School marketing ideas that cost money, but not much time

Search Engine Marketing. This is the core of any school advertising plan. Of all the advertising channels it continues to have the highest conversion rates, and it’s easy to see why: a person who goes to Google and types, “CMA schools in Dallas”, is a very hot lead. They already know what they want and where to buy it. All you have to do is close the deal. It’s important to note, however, that schools MUST have good tracking. Use Google’s conversion tools and a Admissions CRM so you know which campaigns work and which do not. It’s easier to waste money with SEM as it is to make it. (There’s a litlte more about advertising a school online on poliARC.)
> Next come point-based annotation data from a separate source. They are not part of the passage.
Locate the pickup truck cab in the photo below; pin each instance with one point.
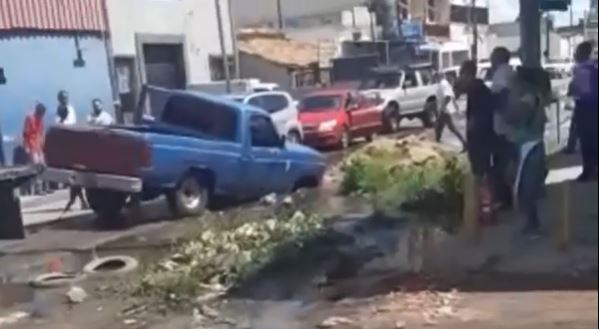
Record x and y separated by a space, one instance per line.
406 93
335 117
282 109
201 147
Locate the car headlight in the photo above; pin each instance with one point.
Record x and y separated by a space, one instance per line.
327 126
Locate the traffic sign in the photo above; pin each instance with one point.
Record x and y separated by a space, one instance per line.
554 5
marketing ideas for vocational schoolsSocial media advertising. Social media ads are a sort of double-edged sword. On one hand, the vast majority – if not literally 100% – of your prospective students have a facebook and handful of other social media accounts. Since you can target social media ads by interest, connections, and geography, you have decent ability to make sure you’re displaying your ads to the correct group of people. The downside is that when a person is on social media, they are not shopping: they’re social surfing. It’s a completely different mindset, and so the conversion rates from click to captured inquiry (let alone enrollment) on social media are very low. As a result, the cost per click is also a lot less expensive than search engine marketing. Given that truth, so long as you use social media advertising as a piece of a larger campaign, then you might see some benefit from it: integrate it into your grass roots social media marketing plan and make sure you’re using your CRM and admissions reps to keep them engaged.
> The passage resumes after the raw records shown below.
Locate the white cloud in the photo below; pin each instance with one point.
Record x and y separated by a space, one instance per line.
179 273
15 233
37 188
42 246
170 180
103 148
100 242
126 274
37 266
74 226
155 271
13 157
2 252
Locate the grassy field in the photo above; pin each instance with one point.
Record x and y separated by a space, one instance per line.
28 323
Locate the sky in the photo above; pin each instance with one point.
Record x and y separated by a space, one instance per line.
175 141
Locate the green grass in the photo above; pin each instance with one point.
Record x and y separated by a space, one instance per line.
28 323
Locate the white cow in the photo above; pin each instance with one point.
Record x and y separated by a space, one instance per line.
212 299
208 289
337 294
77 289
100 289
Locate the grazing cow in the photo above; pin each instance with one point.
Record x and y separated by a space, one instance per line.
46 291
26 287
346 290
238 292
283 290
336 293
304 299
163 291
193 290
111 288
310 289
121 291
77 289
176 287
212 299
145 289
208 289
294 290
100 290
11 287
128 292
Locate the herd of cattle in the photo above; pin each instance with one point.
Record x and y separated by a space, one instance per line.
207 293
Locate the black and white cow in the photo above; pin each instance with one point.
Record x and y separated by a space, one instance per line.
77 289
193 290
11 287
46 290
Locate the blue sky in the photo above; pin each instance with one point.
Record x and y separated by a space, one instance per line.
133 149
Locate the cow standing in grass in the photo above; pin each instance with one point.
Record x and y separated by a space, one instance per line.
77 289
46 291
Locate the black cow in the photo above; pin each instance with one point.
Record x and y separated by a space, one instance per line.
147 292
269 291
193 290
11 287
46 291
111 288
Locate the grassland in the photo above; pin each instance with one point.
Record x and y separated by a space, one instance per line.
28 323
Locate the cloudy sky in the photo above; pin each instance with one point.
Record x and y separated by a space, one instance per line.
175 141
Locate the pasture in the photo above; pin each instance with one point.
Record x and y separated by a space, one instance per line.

Use scholarships. Most state regulatory agencies allow post-secondary schools to offer scholarships so long as they are fairly offered to “everyone”. You can use that to help buttress course start dates that traditionally have smaller enrollment numbers, and it’s a way to offset your “spending”. If “All students who enroll in our January start date receive $1000 off tuition!” then you’re likely to get a couple extra students, which will at worst balance out the lost of income per student. The net benefit is you have a full class, which always helps student retention and word of mouth marketing, so by the end of the day you’re revenue is likely to be more than had you not offered the scholarships.
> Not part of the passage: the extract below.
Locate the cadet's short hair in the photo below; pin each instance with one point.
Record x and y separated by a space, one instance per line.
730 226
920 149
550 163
Email. Email marketing can actually be fairly inexpensive, but it’s also something that has to be constantly refined, more so that other channels. For private and post-secondary schools, email is best used as a reminder more than a method to find new leads. Yes, you can lease email lists from industry-specific publications and pick up a few leads here and there, but overall the cost per student tends to not be viable. If you want to use third-party lists, try to get a couple sends as add-ons to another ad package like print and banner advertising on their website. When curating your own email marketing list the problem is that everything you send must be interesting and somehow valuable to the person receiving it. If all you send are announcements of your next open day, they’ll quickly default your emails to being spam and never read them again. As such, you want your email marketing to be very targeted. first on program and inquiry date range, then whittle down as appropriate from there so that the content of each email is as targeted as possible.

And finally…

Accept that enrolling students is sales. This is often hard to accept, but in private education, marketing your school is just as much sales as it is anything else. If you’re inquiry to enrollment ratio is low, spend money on hiring a really good, and fairly aggressive recruiter. Successful schools have recruiters on the phone all day long, calling back leads to get them to make an appointment to tour the school and meet with an admissions representative. You can spend all the money you want on advertising, but a large chunk of it will be wasted if you don’t have a staff that’s good at closing the deal.